Rethinking How We Visualize Generative AI
I have taken all sorts of online courses on artificial intelligence, from the very basic 101s to areas dealing with niche topics. Most of these classes feature to some degree the now-classical tropes of how the world has come to visualize “AI”. You probably have seen them too – the brain, the illuminated neural net, the robot or android, and even the all-seeing mechanical eye.
They are so common and well understood that some of the instructors even call out their overuse.

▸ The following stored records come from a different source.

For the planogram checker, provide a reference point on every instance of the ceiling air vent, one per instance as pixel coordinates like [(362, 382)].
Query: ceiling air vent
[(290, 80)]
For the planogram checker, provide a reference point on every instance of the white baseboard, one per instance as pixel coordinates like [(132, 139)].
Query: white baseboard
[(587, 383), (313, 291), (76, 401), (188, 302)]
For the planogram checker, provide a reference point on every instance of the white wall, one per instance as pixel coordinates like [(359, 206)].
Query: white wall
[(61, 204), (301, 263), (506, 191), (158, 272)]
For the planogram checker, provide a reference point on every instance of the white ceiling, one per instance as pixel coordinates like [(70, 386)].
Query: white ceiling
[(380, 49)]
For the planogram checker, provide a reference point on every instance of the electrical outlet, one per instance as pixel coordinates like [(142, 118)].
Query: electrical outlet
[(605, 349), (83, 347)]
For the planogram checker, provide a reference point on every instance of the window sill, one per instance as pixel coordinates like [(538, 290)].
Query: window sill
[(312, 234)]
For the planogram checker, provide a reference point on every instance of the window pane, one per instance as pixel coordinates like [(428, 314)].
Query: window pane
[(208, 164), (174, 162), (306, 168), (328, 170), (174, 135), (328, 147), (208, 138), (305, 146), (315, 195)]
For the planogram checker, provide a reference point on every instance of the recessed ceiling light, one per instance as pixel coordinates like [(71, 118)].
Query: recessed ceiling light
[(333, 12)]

But further, these images which have become attached to what we collectively refer to as artificial intelligence are not terribly good at providing a visual of what AI truly is as understood today, and they can even be misleading, reinforcing general misconceptions about AI, e.g. that AI is conscious, or on the cusp of attaining man-made consciousness.
So I set off on a small journey, asking myself, if we throw out all of these worn, overused, and tired images which represent AI at this very moment, what visualizations would best replace them? What sort of imagery could capture what generative AI actually is?
Like any AI prompting, the quality of the inquiry will lead to better and refined answers. I could have just asked any LLM, “If you ignore <list of all AI image tropes> what is left to be our visual manifestation of AI?” This could be useful to start, but bland. Instead, I wanted to frame the structure of “generative AI”, and only then seek the assistance of a model to help with the visualization.
In the broadest terms, generative AI consists of three components:
- Foundation Training – All models, whether LLM or derivatives for images, videos, or any other data asset, must be trained on a large source set. For LLMs that training set is “the Internet” for all the hazards that come with it. The Internet is not a fountain of truth but a chaotic medley of statements, assertions, opinions, debate, and often times misdirection and outright falsifications. Yet still, collectively, these mountains and mountains of data are necessary for the models to build their abilities, to weave strands together and output something that mimics normal language responses.
- Prompt Interpretation – We humans then engage the model, and all of its back end training data, through the prompt inquiries we feed in. Through our prompts and these prompts alone (and via APIs, agents, automations, etc.) the models are given purpose and direction, a means to harness their foundational training data.
- Generative Output – The emergent creation is what the model builds, based on our prompt directions and sourced from the model’s foundational set.
I used this three-tiered approach to frame my inquiry to Copilot, asking for a way to visualize generative AI within the context of a vast foundational data set, prompt interpretation, and final creation, to suggest how all of this could be visualized and get closer to imagery that truly explains what generative AI is.
After collaborating through multiple analogies and iterations, I arrived at the image concept attached to this article. I fully appreciate that is it not perfect, but I do feel it to be “closer to perfect” than the classical and tired images are.
The image can almost be called a tribunal of the distinct concepts, each playing its role on this generative AI tapestry.
In the background is a huge stone wall filled with hieroglyphic-like shapes, representing the foundation data set the AI was trained on. A man holds a prism of sorts, angling the light to reflect off of the monolithic wall. He represents us and our prompting as we attempt to harness the foundation data into something we desire to create. And this direction leads to the final aspect, the plant coral springing to life, or at least appearing to, through our guided positioning of the prism to harness the hieroglyphics in just the right way.
Yet it is entirely possible that the man did not want coral at all, but instead needed a spreadsheet with last month’s sales figures. In that case, he needs to go back to the drawing board and re-engineer his prompt!
Hopefully you found this exercise insightful or at least fun. How would you rethink the imagery associated with generative AI? Are there other, completely different visual cues that capture the essence of generative AI better?